Under current rules, Britain is scheduled to hold its next general election by January 2025. An older petition for a general election “to end the chaos of the current government” was quickly gathering more votes Friday, going over 700,000 signatures.
Truss took office after being elected by members of the Conservative Party to replace Johnson, rather than a contested general election. She will remain in place during another leadership selection, which her party has said will be done in days, a much shorter timeline after the last contest took around two months.
For Waller, the event planner, it seemed “everything got gradually worse and worse and worse” in recent months while infighting distracted the country’s politicians.

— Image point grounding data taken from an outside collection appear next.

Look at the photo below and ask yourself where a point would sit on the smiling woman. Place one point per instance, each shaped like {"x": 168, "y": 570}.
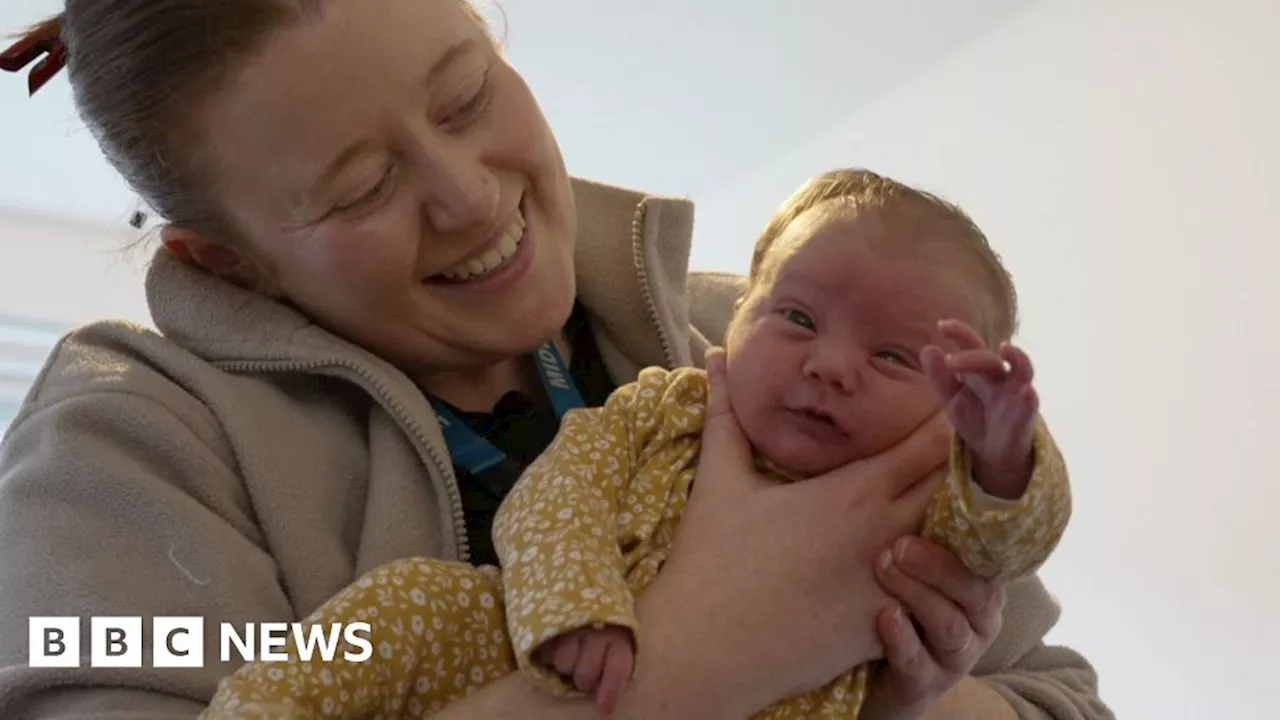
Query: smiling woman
{"x": 370, "y": 237}
{"x": 23, "y": 349}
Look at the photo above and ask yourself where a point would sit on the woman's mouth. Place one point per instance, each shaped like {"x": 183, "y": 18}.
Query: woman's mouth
{"x": 490, "y": 261}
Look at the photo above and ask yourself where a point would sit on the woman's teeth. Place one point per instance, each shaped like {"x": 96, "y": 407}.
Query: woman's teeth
{"x": 493, "y": 259}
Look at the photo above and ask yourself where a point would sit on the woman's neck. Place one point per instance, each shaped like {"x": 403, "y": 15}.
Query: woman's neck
{"x": 478, "y": 390}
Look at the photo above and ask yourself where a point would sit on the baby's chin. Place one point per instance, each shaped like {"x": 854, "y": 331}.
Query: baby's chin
{"x": 803, "y": 463}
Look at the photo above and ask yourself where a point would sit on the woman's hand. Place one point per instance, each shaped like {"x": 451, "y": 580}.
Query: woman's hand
{"x": 956, "y": 616}
{"x": 769, "y": 589}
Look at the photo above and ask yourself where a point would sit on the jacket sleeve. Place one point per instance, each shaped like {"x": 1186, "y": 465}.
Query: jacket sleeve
{"x": 1041, "y": 682}
{"x": 115, "y": 502}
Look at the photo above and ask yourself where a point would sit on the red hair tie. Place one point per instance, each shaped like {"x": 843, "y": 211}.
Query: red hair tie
{"x": 41, "y": 41}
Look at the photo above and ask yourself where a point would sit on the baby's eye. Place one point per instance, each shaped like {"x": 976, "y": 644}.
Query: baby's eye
{"x": 894, "y": 356}
{"x": 800, "y": 318}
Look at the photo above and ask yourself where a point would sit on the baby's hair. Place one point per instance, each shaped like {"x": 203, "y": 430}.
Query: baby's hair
{"x": 860, "y": 190}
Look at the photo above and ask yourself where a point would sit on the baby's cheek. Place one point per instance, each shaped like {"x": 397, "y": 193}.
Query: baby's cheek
{"x": 901, "y": 415}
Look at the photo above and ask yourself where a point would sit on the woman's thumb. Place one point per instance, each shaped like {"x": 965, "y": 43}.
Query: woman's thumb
{"x": 725, "y": 449}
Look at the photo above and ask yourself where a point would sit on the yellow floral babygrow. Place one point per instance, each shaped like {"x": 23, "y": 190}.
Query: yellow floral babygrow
{"x": 580, "y": 536}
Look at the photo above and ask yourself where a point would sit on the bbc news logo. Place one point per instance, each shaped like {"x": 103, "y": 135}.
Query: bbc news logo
{"x": 179, "y": 642}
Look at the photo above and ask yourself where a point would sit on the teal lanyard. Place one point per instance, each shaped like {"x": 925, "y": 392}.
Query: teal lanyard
{"x": 476, "y": 454}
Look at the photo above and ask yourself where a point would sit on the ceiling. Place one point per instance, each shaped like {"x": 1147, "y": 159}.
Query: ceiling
{"x": 675, "y": 96}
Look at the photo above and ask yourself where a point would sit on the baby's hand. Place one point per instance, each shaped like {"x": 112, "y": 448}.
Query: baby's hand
{"x": 992, "y": 406}
{"x": 597, "y": 660}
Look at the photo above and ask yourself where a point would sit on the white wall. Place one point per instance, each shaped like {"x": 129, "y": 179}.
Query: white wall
{"x": 64, "y": 273}
{"x": 1123, "y": 155}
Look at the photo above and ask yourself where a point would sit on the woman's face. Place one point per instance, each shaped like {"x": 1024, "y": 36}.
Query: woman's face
{"x": 393, "y": 177}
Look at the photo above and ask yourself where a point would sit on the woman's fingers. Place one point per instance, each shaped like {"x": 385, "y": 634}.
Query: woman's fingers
{"x": 935, "y": 566}
{"x": 903, "y": 647}
{"x": 908, "y": 464}
{"x": 946, "y": 627}
{"x": 726, "y": 454}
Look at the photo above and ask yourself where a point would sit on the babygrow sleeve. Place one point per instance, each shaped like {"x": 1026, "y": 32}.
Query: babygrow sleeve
{"x": 561, "y": 531}
{"x": 1001, "y": 540}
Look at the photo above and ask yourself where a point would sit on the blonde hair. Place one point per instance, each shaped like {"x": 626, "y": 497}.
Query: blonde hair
{"x": 863, "y": 190}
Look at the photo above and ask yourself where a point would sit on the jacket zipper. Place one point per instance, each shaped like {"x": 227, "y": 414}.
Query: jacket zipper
{"x": 645, "y": 290}
{"x": 458, "y": 515}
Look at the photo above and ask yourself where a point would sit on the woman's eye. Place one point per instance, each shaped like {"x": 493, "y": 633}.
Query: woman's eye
{"x": 471, "y": 106}
{"x": 370, "y": 196}
{"x": 800, "y": 318}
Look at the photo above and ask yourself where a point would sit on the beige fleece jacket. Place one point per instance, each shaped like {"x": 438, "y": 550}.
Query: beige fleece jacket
{"x": 245, "y": 465}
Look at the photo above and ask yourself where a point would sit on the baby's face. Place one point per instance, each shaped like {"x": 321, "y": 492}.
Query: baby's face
{"x": 824, "y": 352}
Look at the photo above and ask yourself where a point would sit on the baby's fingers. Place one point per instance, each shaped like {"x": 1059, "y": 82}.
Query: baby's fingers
{"x": 935, "y": 363}
{"x": 977, "y": 363}
{"x": 618, "y": 661}
{"x": 1019, "y": 364}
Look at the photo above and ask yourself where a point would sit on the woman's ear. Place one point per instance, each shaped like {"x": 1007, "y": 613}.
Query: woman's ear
{"x": 218, "y": 258}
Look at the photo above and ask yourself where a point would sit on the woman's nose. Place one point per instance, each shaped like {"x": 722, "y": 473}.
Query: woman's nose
{"x": 461, "y": 192}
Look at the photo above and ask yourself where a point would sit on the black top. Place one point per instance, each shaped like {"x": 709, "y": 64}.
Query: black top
{"x": 522, "y": 427}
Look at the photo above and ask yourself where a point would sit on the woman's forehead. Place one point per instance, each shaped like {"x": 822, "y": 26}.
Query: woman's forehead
{"x": 333, "y": 83}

“Food costs are rising, wages aren’t increasing,” she said. “I’m trying to move house, and what would have been quite affordable even six months ago is now really unaffordable.”

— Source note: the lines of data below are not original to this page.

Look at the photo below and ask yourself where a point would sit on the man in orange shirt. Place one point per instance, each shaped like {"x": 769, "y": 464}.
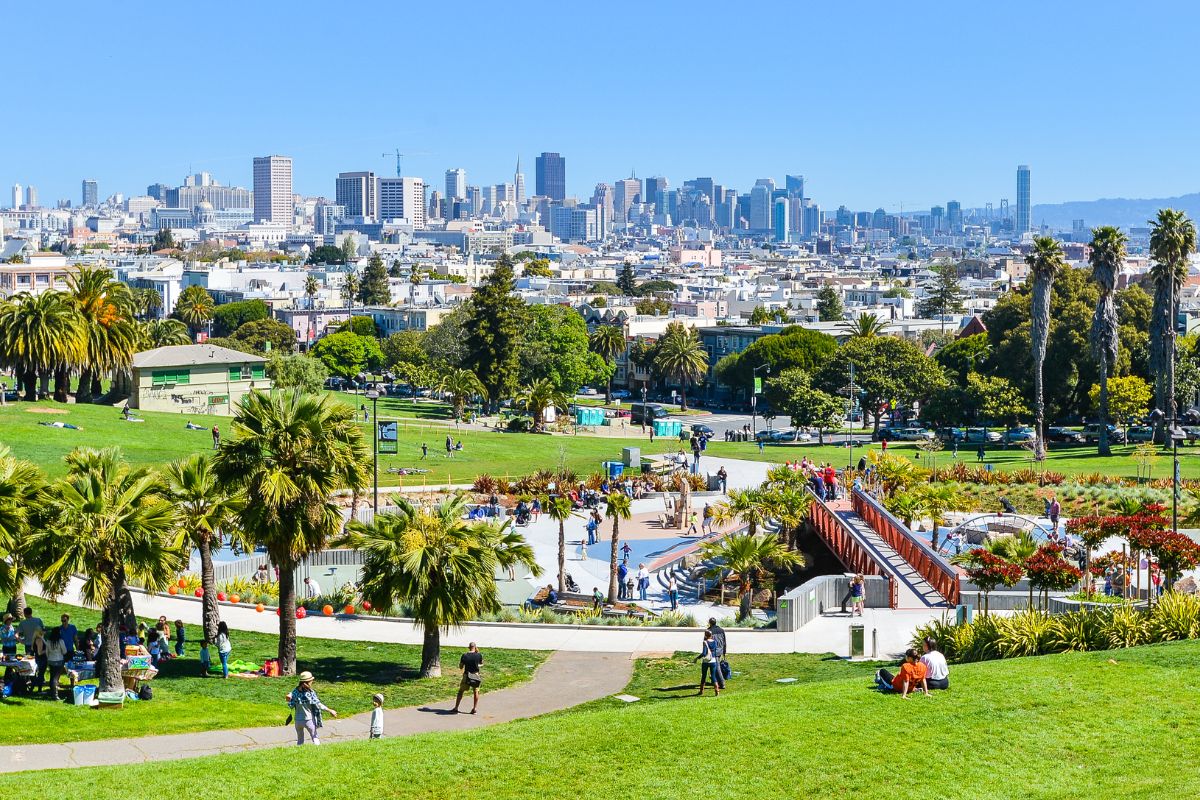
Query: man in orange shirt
{"x": 910, "y": 678}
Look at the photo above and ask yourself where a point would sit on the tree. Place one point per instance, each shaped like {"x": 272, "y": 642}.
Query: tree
{"x": 887, "y": 370}
{"x": 1128, "y": 397}
{"x": 232, "y": 316}
{"x": 303, "y": 372}
{"x": 209, "y": 516}
{"x": 1107, "y": 258}
{"x": 438, "y": 564}
{"x": 625, "y": 281}
{"x": 559, "y": 509}
{"x": 461, "y": 385}
{"x": 40, "y": 335}
{"x": 791, "y": 392}
{"x": 945, "y": 296}
{"x": 829, "y": 306}
{"x": 163, "y": 240}
{"x": 325, "y": 254}
{"x": 289, "y": 452}
{"x": 195, "y": 307}
{"x": 493, "y": 335}
{"x": 112, "y": 525}
{"x": 617, "y": 510}
{"x": 373, "y": 289}
{"x": 1045, "y": 262}
{"x": 555, "y": 347}
{"x": 751, "y": 558}
{"x": 1173, "y": 239}
{"x": 682, "y": 358}
{"x": 609, "y": 342}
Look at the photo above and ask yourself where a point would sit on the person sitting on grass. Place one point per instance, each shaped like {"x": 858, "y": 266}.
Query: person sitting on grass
{"x": 910, "y": 678}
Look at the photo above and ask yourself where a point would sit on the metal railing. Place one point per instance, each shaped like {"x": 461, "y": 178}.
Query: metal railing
{"x": 850, "y": 549}
{"x": 940, "y": 575}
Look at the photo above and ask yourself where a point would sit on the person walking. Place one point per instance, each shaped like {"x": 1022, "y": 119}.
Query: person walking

Some were more optimistic, like David Ogbechie, a consultant who hoped Truss’s departure would prompt a financial rebound.

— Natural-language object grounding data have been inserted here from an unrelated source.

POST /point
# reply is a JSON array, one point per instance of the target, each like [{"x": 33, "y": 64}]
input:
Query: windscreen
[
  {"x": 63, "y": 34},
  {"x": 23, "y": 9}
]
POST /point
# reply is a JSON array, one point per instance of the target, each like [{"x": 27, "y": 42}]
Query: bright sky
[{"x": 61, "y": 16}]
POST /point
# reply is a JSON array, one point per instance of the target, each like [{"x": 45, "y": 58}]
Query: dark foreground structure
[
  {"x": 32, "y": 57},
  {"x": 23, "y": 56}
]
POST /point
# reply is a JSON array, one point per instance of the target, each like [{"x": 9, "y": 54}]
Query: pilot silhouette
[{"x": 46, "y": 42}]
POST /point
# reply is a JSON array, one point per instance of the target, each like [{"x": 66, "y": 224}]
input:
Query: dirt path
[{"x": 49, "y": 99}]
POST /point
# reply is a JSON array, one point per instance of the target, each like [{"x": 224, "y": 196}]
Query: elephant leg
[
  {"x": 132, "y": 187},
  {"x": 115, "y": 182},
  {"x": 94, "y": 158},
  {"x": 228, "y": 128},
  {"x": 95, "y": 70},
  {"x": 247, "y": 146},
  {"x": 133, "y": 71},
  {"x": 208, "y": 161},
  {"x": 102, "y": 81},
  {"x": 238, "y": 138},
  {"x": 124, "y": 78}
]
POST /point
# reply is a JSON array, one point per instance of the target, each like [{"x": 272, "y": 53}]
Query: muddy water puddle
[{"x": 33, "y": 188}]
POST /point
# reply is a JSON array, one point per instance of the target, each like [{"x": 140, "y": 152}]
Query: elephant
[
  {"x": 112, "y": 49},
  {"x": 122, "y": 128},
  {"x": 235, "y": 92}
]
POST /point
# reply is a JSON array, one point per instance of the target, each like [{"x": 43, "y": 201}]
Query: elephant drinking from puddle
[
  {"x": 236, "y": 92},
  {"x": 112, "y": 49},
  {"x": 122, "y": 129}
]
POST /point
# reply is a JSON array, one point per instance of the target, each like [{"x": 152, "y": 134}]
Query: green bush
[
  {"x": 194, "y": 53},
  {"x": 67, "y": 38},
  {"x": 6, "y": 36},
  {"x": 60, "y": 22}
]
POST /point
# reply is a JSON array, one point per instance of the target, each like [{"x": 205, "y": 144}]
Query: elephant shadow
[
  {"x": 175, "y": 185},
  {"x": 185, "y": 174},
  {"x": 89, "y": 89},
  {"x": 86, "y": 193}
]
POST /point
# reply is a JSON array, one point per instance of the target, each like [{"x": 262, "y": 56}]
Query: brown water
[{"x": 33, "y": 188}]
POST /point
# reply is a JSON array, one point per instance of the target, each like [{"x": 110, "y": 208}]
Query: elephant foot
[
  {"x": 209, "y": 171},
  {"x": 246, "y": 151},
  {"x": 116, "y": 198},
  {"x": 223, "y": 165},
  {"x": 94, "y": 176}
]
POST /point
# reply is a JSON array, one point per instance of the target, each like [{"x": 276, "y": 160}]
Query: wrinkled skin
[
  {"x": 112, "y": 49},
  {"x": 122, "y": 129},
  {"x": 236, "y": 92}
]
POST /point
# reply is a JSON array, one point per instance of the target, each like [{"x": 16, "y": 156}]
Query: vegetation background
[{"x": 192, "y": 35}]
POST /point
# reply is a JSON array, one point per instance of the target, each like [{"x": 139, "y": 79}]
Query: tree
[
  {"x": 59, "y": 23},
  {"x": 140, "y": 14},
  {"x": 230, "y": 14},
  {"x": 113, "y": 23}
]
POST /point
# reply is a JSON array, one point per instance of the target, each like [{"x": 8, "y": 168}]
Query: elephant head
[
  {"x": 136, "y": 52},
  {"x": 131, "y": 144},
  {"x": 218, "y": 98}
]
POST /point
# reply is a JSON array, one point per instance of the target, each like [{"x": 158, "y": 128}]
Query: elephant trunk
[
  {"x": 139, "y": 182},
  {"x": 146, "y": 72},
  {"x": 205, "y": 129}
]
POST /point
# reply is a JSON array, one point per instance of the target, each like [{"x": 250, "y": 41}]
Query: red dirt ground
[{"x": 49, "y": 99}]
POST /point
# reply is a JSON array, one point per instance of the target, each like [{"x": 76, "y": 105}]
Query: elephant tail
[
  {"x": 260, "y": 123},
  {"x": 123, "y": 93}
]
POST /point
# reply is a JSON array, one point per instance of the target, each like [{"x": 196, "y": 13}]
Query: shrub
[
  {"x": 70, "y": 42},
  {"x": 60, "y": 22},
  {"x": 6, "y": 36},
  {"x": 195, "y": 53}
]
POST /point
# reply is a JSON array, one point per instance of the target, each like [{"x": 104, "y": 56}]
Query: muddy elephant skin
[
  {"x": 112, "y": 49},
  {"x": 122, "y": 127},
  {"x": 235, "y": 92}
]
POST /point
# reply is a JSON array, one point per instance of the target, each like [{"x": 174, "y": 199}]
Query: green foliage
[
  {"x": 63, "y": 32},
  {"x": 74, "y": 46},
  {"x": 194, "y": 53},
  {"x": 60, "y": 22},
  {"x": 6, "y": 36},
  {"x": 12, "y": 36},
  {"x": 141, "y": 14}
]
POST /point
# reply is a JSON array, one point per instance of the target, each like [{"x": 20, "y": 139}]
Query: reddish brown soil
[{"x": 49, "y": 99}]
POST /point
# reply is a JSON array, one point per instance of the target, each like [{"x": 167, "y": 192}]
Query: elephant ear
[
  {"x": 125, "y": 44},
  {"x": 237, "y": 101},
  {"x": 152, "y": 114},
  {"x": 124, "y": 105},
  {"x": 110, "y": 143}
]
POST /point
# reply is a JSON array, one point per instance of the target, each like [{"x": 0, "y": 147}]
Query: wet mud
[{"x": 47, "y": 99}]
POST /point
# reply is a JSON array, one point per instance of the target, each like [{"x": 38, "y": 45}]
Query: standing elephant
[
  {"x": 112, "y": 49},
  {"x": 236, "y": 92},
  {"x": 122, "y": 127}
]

Truss had scrambled to reverse her vision for growth, quickly sacking her finance minister after a policy that included tax cuts for high-earners and corporations ended up spooking markets and sinking the pound.
“Maybe things will start to pick up after their erratic leadership,” Ogbechie said. “You can’t really do much worse in a short period of time. They kind of helped bring the U.K. to a bottom already, so the only way is up.”
Michelle Bree, a chef, was less critical and hoped the bid for a new leader would not drag on. “I think there was pressure on her and it was too much,” she said.
But British media was not sympathetic. Late Thursday, the popular BBC program “Newsnight” showed a recap of Truss’s tenure in just under two minutes, set to Rihanna’s “Take a Bow.”
The montage’s background music included lyrics such as “you look so dumb right now” and “now it’s time to go, the curtain’s finally closing.”